Background of the American Revolution
In 1774, delegates from the American Colonies meet in congress at Philadelphia to discuss what to do about several laws Britain imposed on them. As articulated by their Declaration of Rights, they agree to an association of colonies—subsequently ratified by the Colonial Legislatures.
And we do solemnly bind ourselves and our constituents, under the ties aforesaid, to adhere to this association …

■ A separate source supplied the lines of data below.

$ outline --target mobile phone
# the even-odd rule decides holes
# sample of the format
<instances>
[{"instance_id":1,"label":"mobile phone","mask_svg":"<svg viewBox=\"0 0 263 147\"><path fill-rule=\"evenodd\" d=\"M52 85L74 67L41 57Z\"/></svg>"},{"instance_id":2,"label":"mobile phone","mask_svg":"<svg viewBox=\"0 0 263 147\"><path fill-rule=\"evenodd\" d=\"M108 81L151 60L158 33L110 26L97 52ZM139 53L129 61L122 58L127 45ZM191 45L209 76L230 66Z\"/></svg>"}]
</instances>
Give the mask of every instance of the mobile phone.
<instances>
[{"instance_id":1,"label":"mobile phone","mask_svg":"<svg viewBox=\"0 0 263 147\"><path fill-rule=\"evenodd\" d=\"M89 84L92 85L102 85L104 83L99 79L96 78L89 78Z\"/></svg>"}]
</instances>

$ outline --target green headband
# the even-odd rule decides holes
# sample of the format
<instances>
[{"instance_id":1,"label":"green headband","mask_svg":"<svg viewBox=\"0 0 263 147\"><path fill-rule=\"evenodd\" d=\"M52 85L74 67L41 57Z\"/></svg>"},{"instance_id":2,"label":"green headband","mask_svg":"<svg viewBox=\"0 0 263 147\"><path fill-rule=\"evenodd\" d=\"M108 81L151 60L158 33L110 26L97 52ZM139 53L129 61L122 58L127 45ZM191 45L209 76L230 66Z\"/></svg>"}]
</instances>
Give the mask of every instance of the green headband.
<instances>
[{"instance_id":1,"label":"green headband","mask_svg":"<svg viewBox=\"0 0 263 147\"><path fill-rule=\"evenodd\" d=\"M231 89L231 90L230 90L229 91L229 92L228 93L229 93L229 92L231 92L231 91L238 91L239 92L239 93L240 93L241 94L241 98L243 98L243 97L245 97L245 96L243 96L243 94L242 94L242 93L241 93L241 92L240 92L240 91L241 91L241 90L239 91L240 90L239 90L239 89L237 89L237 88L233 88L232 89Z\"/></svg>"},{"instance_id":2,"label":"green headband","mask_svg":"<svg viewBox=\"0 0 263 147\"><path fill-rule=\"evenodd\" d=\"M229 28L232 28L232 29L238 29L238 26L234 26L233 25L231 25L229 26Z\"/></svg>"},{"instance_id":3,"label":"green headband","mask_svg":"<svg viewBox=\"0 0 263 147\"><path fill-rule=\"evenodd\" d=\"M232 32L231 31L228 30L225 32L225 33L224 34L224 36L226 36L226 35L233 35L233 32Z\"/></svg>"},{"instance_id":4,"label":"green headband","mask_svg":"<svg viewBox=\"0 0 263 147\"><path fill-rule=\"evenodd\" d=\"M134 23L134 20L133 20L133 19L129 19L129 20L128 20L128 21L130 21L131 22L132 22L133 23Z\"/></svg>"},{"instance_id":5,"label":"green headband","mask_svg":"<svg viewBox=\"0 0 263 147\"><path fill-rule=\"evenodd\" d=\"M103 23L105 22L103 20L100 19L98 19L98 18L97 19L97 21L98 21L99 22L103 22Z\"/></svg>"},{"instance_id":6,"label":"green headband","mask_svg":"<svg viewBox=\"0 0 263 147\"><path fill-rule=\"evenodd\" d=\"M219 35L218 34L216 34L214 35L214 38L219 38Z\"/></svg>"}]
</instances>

The Association of the American Congress
THURSDAY, October 20, 1774.
The association being copied, was read and signed at the table, and is as follows:
WE, his majesty’s most loyal subjects, the delegates of the several colonies of New-Hampshire, Massachusetts-Bay, Rhode-Island, Connecticut, New-York, New-Jersey, Pennsylvania, the three lower counties of New-Castle, Kent and Sussex, on Delaware, Maryland, Virginia, North-Carolina, and South-Carolina, deputed to represent them in a continental Congress, held in the city of Philadelphia, on the 5th day of September, 1774, avowing our allegiance to his majesty, our affection and regard for our fellow-subjects in Great-Britain and elsewhere, affected with the deepest anxiety, and most alarming apprehensions, at those grievances and distresses, with which his majesty’s American subjects are oppressed; and having taken under our most serious deliberation, the state of the whole continent, find, that the present unhappy situation of our affairs is occasioned by a ruinous system of colony administration, adopted by the British ministry about the year 1768, evidently calculated for enslaving these colonies, and, with them, the British empire. In prosecution of which system, various acts of parliament have been passed, for raising a revenue in America, for depriving the American subjects, in many instances, of the constitutional trial by jury, exposing their lives to danger, by directing a new and illegal trial beyond the seas, for crimes alleged to have been committed in America: and in prosecution of the same system, several late, cruel, and oppressive acts have been passed, respecting the town of Boston and the Massachusetts-Bay, and also an act for extending the province of Quebec, so as to border on the western frontiers of these colonies, establishing an arbitrary government therein, and discouraging the settlement of British subjects in that wide extended country; thus, by the influence of civil principles and ancient prejudices, to dispose the inhabitants to act with hostility against the free Protestant colonies, whenever a wicked ministry shall chuse to direct them.